I wrote this post last night. I didn’t mean to.
I had the idea and planned on doing what I always do – open a new draft, write a title and leave it until the next morning.
I only meant to write a sentence or two. But the entire thing just poured out of me without warning.
I left it alone afterward, I figured maybe I would have a better idea tomorrow and let this live in my WordPress drafts for the rest of forever.
But it’s morning now, and after reading through it again, and again, I just know.
I can’t just leave it. It needs the chance to say what it wants to say.
So this is what was on my mind yesterday. Maybe it’s something you’ve heard a hundred times before. Maybe it’ll actually mean something to someone.
Who knows. I’m not you. I know very little about you. That’s the whole point of what I’m about to share.
There are many things I know. And many more I don’t.
This is, in essence, the first line of a book I started writing last November.
I didn’t know then how much it spoke to my actual life.
I am someone who has always found deep fascination in learning new things. It’s what got me through two science degrees, even though I’m bad at math.
It is, still, very difficult for me to admit when I am wrong, or when I do not know something – especially when I do not know something as well as someone else knows it.
I realize this makes me sound extremely unlikable. I wouldn’t be offended if you agreed.
As a writer, you’re expected to know a lot about a lot of things. I suppose I found a very easy, and lazy, way around this when I first decided to start blogging about writing – the thing I knew the most about, because it’s what I did every day.

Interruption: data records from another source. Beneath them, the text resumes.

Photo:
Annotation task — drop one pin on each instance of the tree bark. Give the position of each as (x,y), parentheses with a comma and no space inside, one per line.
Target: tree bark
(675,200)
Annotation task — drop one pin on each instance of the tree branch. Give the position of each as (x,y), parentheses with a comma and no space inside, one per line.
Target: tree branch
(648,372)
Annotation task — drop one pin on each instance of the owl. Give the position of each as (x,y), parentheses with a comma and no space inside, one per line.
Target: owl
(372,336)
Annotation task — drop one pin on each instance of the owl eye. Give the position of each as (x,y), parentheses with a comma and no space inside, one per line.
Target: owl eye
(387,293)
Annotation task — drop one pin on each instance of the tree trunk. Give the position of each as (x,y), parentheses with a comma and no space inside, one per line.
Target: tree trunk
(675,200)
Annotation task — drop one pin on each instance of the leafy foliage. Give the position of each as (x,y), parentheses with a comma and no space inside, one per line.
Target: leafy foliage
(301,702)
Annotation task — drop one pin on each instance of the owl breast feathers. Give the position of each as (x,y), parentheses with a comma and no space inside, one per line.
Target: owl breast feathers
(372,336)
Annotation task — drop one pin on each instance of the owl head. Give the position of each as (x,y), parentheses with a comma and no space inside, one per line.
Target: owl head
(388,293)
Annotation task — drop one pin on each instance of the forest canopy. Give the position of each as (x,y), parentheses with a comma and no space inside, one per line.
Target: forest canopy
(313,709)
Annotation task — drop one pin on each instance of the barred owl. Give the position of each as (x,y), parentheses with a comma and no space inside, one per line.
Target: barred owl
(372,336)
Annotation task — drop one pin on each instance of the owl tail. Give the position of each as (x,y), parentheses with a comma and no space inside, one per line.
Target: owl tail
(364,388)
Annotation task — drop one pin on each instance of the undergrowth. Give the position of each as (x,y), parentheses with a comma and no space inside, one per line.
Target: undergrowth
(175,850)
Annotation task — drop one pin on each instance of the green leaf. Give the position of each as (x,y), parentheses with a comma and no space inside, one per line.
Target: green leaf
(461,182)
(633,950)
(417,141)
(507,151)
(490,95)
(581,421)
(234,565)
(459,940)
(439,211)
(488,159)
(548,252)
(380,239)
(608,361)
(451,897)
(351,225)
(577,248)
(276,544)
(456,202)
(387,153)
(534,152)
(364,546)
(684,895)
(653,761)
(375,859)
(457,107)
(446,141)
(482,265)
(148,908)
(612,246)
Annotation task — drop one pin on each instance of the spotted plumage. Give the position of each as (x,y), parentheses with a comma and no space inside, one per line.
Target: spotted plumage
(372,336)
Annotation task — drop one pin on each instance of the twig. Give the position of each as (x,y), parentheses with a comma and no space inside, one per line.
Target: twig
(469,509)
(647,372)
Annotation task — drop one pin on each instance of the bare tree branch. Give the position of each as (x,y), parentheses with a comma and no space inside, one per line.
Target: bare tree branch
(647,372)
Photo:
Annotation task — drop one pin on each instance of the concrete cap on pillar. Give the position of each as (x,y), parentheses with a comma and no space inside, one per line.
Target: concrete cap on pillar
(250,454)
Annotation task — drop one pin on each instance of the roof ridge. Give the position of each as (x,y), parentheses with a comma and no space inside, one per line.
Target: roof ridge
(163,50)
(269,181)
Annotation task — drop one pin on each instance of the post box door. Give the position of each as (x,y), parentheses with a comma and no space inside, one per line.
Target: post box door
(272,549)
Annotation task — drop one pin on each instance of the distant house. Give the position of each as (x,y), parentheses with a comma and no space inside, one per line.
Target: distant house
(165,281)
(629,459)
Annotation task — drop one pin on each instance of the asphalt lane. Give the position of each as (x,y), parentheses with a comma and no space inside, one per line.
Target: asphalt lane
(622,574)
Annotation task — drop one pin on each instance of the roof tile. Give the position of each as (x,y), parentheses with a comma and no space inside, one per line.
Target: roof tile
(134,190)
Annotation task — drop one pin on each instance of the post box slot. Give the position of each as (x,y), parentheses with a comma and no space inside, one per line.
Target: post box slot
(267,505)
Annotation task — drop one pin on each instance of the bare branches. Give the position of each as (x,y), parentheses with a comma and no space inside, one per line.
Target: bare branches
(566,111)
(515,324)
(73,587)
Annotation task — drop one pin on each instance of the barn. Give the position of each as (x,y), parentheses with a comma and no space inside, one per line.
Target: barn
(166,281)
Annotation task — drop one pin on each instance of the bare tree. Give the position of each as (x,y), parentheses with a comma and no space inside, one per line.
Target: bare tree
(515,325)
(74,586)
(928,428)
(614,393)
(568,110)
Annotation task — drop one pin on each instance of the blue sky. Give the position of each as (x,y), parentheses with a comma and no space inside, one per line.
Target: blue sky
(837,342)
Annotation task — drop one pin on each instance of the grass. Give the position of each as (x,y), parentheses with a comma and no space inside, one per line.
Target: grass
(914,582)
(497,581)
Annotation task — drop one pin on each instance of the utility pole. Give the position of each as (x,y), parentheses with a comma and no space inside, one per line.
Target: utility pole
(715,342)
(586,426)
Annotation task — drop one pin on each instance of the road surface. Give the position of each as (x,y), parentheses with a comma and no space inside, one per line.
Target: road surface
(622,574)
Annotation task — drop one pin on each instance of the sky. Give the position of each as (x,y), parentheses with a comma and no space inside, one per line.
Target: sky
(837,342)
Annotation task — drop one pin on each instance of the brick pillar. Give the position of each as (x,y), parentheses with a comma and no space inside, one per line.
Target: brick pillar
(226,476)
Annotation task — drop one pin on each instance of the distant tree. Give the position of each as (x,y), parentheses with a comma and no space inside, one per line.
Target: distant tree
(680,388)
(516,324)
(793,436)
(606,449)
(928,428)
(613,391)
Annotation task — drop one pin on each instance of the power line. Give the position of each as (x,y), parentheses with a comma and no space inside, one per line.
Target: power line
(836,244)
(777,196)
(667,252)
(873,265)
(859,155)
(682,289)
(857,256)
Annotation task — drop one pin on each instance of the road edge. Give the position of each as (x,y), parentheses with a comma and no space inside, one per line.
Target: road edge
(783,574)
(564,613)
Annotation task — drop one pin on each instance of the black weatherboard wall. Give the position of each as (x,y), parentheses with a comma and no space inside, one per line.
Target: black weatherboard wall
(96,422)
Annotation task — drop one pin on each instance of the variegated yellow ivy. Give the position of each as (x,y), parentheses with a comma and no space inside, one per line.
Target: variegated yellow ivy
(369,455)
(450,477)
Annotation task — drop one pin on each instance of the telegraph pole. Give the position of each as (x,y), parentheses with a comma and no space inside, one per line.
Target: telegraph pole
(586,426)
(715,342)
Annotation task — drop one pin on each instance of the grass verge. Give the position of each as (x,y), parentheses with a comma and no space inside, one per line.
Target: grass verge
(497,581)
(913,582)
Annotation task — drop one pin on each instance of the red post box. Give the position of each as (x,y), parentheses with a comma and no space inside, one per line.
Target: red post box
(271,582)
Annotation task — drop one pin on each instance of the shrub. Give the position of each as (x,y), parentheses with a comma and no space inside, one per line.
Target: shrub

Writing about yourself, and what you do every day as you twirl about in your own personal world, requires very little research. It allows you to remain extremely narrow-minded … which is the most dangerous thing a writer can be.
They’re not wrong, when they tell you to write what you know. But many of us take that to mean we should only write about what we are familiar with.
In some contexts, this is perfectly logical.
In many others, it is toxic.
Growing up, I wrote a lot of stories featuring characters I wished I could be. Super-smart, pretty, popular, successful. They were nice stories. But they were selfish. It took me ten years of writing novels to come to that realization.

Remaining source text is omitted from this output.